Friday 14 December 2012

Art, Yellowists and Rothko

Yesterday Wlodzimierz Umaniec was jailed for two years for defacing a painting by the late Russian-American artist Mark Rothko (1903-70). The painting, 'Black on Maroon', was in the Tate Gallery in London and was valued at between $8m - $15m. Umaniec had written on it 'a potential piece of yellowism'.

In Yellowism, according to its manifesto, written by Umaniec and his colleague Marcin Lodyga, 'all interpretations possible in the context of art are reduced to one, are equalized, flattened, to yellow'. Part of this is the belief that art is taking what others have done and developing it.

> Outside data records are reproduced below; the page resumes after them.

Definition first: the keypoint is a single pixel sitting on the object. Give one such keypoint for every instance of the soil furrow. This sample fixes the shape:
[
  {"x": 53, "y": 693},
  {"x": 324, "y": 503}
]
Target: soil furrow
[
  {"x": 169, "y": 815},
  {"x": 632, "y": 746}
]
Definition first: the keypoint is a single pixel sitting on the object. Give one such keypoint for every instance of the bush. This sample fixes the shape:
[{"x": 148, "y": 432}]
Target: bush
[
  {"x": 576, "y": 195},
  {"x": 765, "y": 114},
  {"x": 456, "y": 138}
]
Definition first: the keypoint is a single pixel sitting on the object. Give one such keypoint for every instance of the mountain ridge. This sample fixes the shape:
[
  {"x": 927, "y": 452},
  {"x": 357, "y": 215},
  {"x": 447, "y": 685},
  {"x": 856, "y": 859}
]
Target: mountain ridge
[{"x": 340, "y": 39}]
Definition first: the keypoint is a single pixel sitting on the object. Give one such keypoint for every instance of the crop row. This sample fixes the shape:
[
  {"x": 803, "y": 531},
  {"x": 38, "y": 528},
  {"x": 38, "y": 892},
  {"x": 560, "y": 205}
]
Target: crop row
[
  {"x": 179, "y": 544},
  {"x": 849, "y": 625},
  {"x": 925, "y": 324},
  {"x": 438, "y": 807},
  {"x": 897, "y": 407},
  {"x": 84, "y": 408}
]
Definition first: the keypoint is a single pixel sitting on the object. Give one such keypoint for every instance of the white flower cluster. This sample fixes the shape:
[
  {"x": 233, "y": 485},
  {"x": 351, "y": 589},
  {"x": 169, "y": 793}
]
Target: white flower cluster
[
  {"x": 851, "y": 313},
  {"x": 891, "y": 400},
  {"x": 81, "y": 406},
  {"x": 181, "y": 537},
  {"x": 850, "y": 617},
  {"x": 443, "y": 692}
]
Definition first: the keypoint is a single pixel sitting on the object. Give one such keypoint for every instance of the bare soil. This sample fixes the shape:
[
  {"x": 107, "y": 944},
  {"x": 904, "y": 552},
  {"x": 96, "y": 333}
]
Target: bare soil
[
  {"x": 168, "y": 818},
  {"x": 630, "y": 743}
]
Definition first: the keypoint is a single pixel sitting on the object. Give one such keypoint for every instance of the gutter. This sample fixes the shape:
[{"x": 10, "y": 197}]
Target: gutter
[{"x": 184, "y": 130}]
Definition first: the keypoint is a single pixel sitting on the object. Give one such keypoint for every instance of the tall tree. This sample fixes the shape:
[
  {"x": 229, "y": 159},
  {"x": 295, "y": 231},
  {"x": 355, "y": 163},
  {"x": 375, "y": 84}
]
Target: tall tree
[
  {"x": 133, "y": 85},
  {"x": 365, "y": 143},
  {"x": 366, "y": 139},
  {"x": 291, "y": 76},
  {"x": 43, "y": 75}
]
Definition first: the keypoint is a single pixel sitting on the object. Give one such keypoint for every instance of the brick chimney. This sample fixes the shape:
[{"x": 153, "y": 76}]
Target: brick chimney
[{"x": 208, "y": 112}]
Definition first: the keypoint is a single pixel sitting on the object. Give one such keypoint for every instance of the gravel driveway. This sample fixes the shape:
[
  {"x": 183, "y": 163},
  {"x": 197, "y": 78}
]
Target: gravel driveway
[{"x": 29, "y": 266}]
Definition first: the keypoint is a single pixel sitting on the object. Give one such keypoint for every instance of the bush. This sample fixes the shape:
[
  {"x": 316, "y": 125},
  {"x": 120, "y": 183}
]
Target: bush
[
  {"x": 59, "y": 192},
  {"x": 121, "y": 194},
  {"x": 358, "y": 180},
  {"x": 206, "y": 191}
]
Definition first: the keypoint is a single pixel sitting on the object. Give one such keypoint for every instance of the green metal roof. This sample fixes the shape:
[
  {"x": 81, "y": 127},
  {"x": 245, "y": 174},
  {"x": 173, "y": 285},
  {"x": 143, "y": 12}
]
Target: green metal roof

This and the rest of the rambling manifesto, is either pretentious pseudo-philosophy and not worth bothering with, or it is taking modern art to its logical conclusion (or of course it could be both). And most movements do not like being taken to a logical conclusion. The troublesome eccentric who takes hold of a fashionable principle and pushes it just a little bit further than is socially acceptable, is regarded as a nuisance, a troublemaker, and in this case, a criminal. His real crime apart from concepts of criminal damage, is to expose the pretentiousness of the artistic status quo for what it is. A little boy has cried out 'but the emperor is not wearing any clothes'.

Is the Yellowist idea of art, after all, nonsense as it may be, anything other than the logical extension of the principle at the heart of much modern art - that art is ultimately a way of looking at anything? It is not so much what a thing is objectively, as what the subject thinks of it.

Speaking of which, I thought Rothko with a bit of Yellowist scribble was a lot more interesting than Rothko as Rothko. But then, that is just a way of looking at it.